Two of Australia’s biggest banks have agreed to pay a combined fine of 15 million Australian dollars (€10.5 million) after admitting to attempted cartel conduct aimed at rigging the benchmark rate for the Malaysian ringgit.
The Australian Competition and Consumer Commission (ACCC), Australia's competition watchdog, said on Friday that ANZ Bank had admitted to 10 instances of attempted cartel conduct, while Macquarie had admitted to eight instances in 2011.
The case involves a Macquarie trader, and traders employed by ANZ and other banks, who communicated via private online chat rooms about submissions made to the Association of Banks in Singapore (ABS) in relation to the benchmark rate of the Malaysian currency, the ACCC said.
On various dates in 2011, some of these traders attempted to arrange for particular banks to make high or low submissions to the ABS in relation to the fixing rate for the currency, the ACCC said.
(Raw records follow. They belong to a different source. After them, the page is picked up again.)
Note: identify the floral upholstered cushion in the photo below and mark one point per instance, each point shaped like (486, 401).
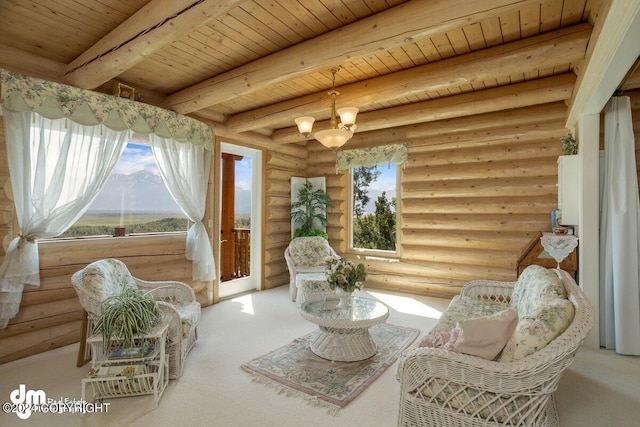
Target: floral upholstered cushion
(463, 307)
(312, 282)
(309, 251)
(106, 277)
(537, 329)
(536, 286)
(485, 336)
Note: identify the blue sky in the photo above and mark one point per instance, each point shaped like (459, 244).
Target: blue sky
(135, 158)
(138, 157)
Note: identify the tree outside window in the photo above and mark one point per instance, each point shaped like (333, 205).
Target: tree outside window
(374, 207)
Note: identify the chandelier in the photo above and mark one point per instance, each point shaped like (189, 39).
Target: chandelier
(338, 133)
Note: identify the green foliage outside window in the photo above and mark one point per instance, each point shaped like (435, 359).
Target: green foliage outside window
(374, 230)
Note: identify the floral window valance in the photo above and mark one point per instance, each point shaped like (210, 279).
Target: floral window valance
(372, 156)
(55, 100)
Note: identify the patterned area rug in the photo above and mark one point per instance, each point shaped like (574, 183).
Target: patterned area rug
(294, 369)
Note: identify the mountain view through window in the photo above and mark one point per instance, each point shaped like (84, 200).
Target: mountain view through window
(134, 198)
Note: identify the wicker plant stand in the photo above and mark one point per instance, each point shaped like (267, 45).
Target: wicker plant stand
(119, 372)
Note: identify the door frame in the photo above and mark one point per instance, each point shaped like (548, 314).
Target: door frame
(256, 277)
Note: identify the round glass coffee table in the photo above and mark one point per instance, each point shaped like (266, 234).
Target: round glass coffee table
(344, 332)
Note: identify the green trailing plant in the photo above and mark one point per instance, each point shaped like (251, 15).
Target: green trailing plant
(311, 206)
(344, 274)
(569, 145)
(126, 316)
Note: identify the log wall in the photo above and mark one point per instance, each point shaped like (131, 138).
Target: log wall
(472, 194)
(283, 162)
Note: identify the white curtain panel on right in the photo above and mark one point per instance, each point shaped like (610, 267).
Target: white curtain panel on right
(619, 234)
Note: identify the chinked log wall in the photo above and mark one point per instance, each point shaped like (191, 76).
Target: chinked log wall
(283, 162)
(473, 192)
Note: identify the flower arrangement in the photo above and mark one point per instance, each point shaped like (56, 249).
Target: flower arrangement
(569, 145)
(344, 274)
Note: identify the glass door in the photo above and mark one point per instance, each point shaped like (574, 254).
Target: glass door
(240, 219)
"These proceedings are a reminder that Australian cartel laws apply to financial markets, and capture cartel conduct by firms that carry on business in Australia, regardless of where that conduct occurred," said Rod Sims, ACCC chairman.
“The ACCC recognises the integrity of foreign exchange markets plays a fundamental role in our market economy.”
The ACCC case stems from an earlier investigation by Singapore authorities in which 20 banks were disciplined. Singapore revealed in 2013 that 133 traders had attempted to manipulate three interest rate and foreign exchange benchmarks, including the Singapore interbank lending rate.